Step 3: Create a Take Orders console app

In this step, you'll create a .NET console application that generates orders and stores them in the queue.

  1. Open a command/terminal window.

  2. Create a development folder named hello-cloudwatch-alarms and CD to it.

  3. Run the dotnet new command below to create a console program named TakeOrders.

    dotnet new console -n TakeOrders
    

    dotnet-new-console.png

  4. Launch Visual Studio 2022 and open the PutOrders project.

  5. Add these NuGet packages to the project: AWSSDK.SQS and System.Text.Json.

    nuget.png

  6. Open Program.cs in the code editor and replace with the code below. The program will take a count from the command line and write that many orders to the orders queue, with a random collection of items.

    dotnet-run.png

  7. Save your changes and build the project.

Program.cs

using System;
using Amazon;

using System.Text.Json;
using Amazon.SQS;
using Amazon.SQS.Model;

namespace TakeOrders
{
    class Program
    {
        const string ORDER_QUEUE = "orders";

        static RegionEndpoint Region = Amazon.RegionEndpoint.USWest2;

        static AmazonSQSClient _client = null!;
        static string _queueUrl = null!;
        static Random _random = new Random();

        // Specify number of orders to create on the command line (default: 1)

        static async Task Main(string[] args)
        {
            var orderCount = args.Length > 0 ? Convert.ToInt32(args[0]) : 0;

            Console.WriteLine("Connecting to SQS");

            var config = new AmazonSQSConfig()
            {
                RegionEndpoint = Region
            };
            _client = new AmazonSQSClient(config);

            _queueUrl = await GetOrCreateQueue();

            if (orderCount > 0)
            {
                Console.WriteLine("Generating orders");
                for (int orderNo = 1; orderNo <= orderCount; orderNo++)
                {
                    var order = GenerateRandomOrder(orderNo.ToString());
                    Console.WriteLine($"Order {order?.Id}, {order?.Items.Count} items");
                    var message = JsonSerializer.Serialize(order);
                    Console.WriteLine(message);
                    await SendMessage(message);
                }
            }
        }

        // Create orders queue if it doesn't exist, and return queue URL.

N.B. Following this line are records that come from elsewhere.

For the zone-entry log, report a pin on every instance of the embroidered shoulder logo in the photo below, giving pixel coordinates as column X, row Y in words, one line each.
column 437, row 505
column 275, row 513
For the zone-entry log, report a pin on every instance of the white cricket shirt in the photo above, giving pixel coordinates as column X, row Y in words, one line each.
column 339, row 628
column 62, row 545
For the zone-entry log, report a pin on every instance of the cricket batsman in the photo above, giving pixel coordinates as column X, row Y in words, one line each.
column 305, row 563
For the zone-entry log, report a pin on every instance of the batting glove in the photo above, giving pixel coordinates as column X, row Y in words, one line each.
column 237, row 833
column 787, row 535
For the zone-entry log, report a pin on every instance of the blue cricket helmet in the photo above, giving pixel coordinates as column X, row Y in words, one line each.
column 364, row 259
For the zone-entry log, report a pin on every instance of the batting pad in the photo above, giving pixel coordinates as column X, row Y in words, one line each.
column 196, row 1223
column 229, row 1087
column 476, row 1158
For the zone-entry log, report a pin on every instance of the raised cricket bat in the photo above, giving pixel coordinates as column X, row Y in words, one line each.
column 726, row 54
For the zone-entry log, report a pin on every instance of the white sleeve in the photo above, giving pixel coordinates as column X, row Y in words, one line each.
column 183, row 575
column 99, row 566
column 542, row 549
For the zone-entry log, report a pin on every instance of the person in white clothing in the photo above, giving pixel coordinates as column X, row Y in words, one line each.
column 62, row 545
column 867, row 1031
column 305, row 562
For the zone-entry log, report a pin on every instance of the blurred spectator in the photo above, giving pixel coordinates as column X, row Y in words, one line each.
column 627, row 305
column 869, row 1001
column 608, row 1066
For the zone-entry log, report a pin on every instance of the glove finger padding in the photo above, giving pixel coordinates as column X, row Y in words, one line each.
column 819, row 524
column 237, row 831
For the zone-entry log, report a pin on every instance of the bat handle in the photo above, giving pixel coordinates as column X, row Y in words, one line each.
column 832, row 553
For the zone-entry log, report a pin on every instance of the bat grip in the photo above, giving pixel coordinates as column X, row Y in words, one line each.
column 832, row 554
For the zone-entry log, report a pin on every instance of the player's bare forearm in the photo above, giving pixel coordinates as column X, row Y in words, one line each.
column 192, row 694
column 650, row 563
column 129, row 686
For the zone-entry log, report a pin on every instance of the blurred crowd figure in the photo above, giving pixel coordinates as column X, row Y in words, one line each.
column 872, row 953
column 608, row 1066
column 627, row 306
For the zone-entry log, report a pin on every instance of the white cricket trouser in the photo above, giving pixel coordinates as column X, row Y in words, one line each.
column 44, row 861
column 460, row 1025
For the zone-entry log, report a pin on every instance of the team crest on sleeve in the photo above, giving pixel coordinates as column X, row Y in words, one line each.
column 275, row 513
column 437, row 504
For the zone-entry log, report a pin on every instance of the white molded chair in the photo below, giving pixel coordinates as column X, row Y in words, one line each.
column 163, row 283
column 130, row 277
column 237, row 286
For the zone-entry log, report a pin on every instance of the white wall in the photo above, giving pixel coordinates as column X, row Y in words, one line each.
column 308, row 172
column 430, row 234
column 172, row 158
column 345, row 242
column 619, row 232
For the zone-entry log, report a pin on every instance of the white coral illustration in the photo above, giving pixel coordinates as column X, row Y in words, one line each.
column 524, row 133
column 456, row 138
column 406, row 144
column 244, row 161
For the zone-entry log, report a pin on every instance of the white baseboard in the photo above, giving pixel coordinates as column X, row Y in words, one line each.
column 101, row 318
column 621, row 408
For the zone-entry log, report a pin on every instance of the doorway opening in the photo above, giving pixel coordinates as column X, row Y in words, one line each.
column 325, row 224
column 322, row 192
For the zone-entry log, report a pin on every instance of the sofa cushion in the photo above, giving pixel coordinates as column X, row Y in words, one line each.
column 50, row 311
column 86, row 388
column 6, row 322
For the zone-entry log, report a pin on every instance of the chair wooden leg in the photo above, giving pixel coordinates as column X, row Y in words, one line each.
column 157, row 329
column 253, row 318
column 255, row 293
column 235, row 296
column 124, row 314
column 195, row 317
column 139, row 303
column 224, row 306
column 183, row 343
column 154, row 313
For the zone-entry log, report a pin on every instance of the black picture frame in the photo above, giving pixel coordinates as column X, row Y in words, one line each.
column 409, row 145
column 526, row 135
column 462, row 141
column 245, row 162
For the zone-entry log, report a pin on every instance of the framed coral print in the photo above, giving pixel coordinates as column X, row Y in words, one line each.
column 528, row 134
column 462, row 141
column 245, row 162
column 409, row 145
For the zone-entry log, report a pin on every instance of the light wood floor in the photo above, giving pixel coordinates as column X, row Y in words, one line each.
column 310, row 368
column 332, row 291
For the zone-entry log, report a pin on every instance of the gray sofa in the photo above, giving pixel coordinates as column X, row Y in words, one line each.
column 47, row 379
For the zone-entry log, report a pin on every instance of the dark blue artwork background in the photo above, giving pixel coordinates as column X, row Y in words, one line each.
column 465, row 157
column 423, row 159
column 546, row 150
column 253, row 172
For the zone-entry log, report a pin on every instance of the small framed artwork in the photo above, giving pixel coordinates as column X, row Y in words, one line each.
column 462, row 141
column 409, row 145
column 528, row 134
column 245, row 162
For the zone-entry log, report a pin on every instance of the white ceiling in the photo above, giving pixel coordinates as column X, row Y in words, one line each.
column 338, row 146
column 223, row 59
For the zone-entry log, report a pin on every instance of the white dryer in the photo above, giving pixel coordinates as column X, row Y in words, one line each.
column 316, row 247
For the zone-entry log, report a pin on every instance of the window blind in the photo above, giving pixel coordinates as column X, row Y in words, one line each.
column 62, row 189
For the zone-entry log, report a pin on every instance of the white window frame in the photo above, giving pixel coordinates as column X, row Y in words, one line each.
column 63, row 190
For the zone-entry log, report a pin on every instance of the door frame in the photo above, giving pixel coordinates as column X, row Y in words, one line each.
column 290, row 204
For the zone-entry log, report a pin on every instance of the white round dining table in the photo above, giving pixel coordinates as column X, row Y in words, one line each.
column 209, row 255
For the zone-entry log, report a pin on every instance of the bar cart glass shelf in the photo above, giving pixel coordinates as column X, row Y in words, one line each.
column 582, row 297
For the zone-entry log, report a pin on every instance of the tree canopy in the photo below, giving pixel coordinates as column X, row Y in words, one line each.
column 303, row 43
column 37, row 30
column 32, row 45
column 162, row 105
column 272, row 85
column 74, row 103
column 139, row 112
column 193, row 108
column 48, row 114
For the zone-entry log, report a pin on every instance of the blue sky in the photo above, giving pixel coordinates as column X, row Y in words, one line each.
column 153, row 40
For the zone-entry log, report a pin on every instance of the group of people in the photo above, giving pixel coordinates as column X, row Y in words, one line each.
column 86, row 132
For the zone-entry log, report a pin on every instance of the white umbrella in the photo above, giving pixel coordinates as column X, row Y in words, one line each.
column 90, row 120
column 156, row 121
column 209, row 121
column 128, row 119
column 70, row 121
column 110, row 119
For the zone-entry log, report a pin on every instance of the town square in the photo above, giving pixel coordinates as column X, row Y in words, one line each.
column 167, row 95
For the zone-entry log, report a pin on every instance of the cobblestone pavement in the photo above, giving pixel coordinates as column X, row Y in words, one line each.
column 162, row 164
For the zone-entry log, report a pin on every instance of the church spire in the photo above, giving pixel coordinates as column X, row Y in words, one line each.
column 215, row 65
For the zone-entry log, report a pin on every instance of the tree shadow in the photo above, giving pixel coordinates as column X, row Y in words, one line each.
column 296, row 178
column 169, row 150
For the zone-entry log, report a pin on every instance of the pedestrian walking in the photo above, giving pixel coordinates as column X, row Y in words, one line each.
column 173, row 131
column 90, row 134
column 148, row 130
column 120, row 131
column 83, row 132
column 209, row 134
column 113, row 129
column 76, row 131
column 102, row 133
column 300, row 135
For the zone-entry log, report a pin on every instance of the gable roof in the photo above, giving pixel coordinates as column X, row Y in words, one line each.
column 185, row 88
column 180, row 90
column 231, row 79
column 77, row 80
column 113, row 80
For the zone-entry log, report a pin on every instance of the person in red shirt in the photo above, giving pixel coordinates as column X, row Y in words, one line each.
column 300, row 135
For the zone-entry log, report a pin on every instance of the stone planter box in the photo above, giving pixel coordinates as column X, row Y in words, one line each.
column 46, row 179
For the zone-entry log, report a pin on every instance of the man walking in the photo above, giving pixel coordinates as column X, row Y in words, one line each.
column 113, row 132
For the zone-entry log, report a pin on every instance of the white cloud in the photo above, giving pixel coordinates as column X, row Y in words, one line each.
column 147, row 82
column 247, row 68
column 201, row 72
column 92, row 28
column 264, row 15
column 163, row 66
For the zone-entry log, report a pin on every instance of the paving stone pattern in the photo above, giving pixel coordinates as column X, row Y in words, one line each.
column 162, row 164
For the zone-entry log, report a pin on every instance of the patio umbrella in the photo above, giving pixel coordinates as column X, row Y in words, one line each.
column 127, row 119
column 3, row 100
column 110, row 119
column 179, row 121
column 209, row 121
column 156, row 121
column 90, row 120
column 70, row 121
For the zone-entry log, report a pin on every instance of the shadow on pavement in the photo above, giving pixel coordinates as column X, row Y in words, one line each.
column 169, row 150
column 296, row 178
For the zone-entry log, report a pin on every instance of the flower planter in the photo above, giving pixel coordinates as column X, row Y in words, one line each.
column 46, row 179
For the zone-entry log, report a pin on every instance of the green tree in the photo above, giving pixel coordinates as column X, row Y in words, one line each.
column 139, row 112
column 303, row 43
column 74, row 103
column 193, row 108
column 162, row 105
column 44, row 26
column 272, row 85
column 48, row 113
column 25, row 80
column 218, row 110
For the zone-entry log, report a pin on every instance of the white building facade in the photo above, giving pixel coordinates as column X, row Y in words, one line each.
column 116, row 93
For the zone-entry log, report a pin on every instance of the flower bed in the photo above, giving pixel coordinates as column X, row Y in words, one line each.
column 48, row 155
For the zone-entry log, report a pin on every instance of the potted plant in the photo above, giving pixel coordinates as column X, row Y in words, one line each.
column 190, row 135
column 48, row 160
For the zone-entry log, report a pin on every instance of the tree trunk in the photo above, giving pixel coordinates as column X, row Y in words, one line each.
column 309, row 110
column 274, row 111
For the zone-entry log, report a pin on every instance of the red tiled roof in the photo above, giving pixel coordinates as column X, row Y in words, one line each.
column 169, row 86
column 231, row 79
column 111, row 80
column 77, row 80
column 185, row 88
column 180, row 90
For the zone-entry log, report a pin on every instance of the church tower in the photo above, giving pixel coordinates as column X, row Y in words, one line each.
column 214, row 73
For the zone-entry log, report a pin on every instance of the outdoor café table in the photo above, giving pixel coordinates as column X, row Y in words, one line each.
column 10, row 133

        static async Task<string> GetOrCreateQueue()
        {
            string url;
            try
            {
                var getQueueUrlResponse = await _client.GetQueueUrlAsync("orders");
                url = getQueueUrlResponse.QueueUrl;
                Console.WriteLine("Orders queue exists");
            }
            catch (QueueDoesNotExistException)
            {
                Console.WriteLine("Creating orders queue");
                var createQueueRequest = new CreateQueueRequest()
                {
                    QueueName = ORDER_QUEUE
                };
                var createQueueResponse = await _client.CreateQueueAsync(createQueueRequest);
                url = createQueueResponse.QueueUrl;
            }
            return url;
        }

        static async Task SendMessage(string message)
        {
            var sendMessageRequest = new SendMessageRequest()
            {
                QueueUrl = _queueUrl,
                MessageBody = message
            };
            var sendMessageResponse = await _client.SendMessageAsync(sendMessageRequest);
        }

        static Order GenerateRandomOrder(string id)
        {
            var items = new List<string>();
            for (int i = 0; i < _random.Next(5) + 1; i++)
            {
                switch (_random.Next(5))
                {
                    case 0:
                        items.Add("Widget");
                        break;
                    case 1:
                        items.Add("Sprocket");
                        break;
                    case 2:
                        items.Add("Gasket");
                        break;
                    case 3:
                        items.Add("Washer");
                        break;
                    case 4:
                        items.Add("Spring");
                        break;
                }
            }

            Order order = new Order()
            {
                Id = id,
                Items = items
            };

            return order;
        }
    }

    public class Order
    {
        public string Id { get; set; } = null!;
        public List<string> Items { get; set; } = null!;

        public Order() { }

        public Order(string id, string[] items)
        {
            Id = id;
            Items = new List<string>(items);
        }

    }
}

Step 4: Run the TakeOrders program and test the SQS alarm

In this step, you'll run the TakeOrders program and test the alarm. Running TakeOrders will add messages to the orders queue. Since we haven't written a program to process orders yet, the messages will remain in the queue. After they age sufficiently, the alarm we created in Step 2 will enter the alarm state and send an email notification to your inbox.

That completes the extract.